LLM2Vec: Benchmark Scores vs Actual Usage

So, I like this new LLM2Vec paper which presents a hand recipe for taking a decoder-only LLM and turning it into a strong embedding model - to the point where you can make a Mistral-7b model top the MTEB benchmark quite easily (and I think there’s probably a little headroom for more improvement if you used a slightly more complicated fine-tuning regime than SimCSE). But I don’t think it quite manages to answer the question it poses in the abstract: ‘why is the community only slowly adopting these models for text embedding tasks?’

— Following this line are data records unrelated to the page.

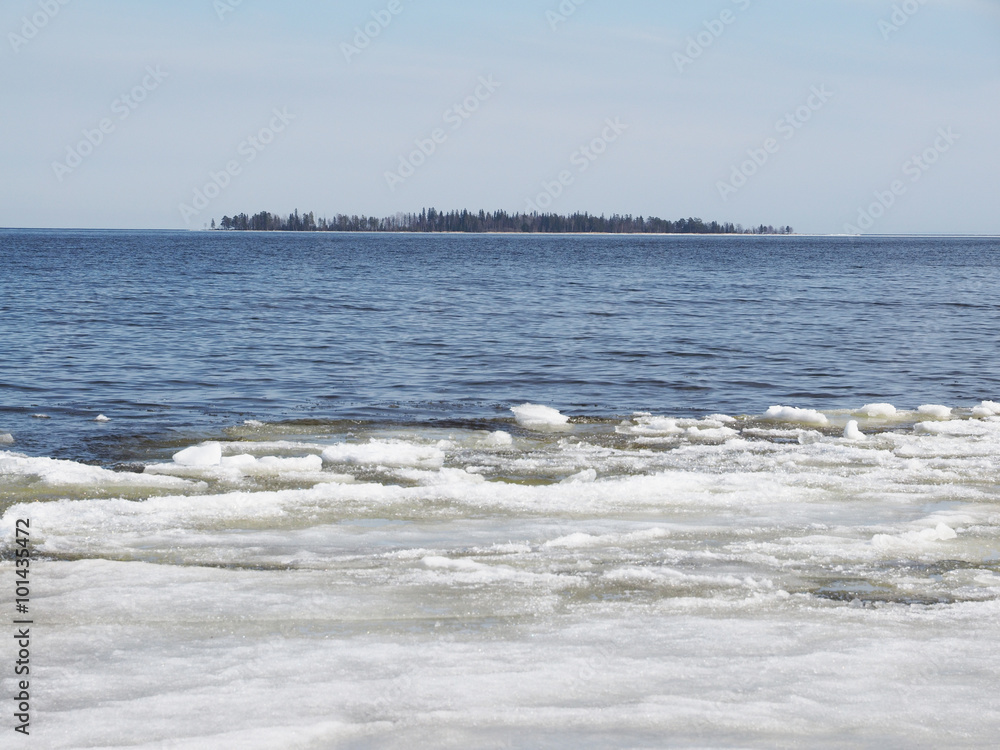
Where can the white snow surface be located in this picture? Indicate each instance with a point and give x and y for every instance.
(705, 581)
(536, 417)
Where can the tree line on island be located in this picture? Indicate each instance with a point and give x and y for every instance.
(431, 220)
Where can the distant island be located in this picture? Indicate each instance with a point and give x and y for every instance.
(431, 220)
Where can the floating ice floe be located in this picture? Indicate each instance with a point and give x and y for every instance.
(391, 453)
(51, 472)
(940, 533)
(852, 432)
(712, 430)
(540, 418)
(935, 411)
(206, 454)
(987, 409)
(877, 411)
(791, 414)
(498, 439)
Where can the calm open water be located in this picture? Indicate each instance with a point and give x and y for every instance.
(173, 333)
(323, 516)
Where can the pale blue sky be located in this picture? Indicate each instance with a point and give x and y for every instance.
(353, 121)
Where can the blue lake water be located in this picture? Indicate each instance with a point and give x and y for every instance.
(497, 492)
(167, 331)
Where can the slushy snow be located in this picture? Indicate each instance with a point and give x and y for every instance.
(541, 418)
(935, 411)
(852, 432)
(206, 454)
(876, 411)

And I think there is a bit of a disconnect between what the Search/IR community does with embedding models and the research community here. Consider a relatively standard use case of vector search on a knowledge base; we are going to be making embeddings for tens of thousands, if not millions of documents. That’s a lot of embeddings.

In order for this to be practical, we need models that are good and fast. I can, right now, pull out a BGE-base model that is a tenth of the size of the smallest model tested in the paper (Sharded-Llama-1.3bn), obtain a higher MTEB score, and throw batches through the model in less than <50ms. And if I’m willing to spend a bit of time optimizing the model (like maybe an hour or two), I can make those batches fly through at <10ms. On T4/L4 GPUs. I just can’t do that with billion-parameter scale LLMs without spending a lot of time and money on beefier GPUs and complicated optimizing regimes.

So, I like the paper. It’s really good in terms of the recipe provided and all the details of the experiments performed, but for the moment, I’m sticking with our old BERT-based friends.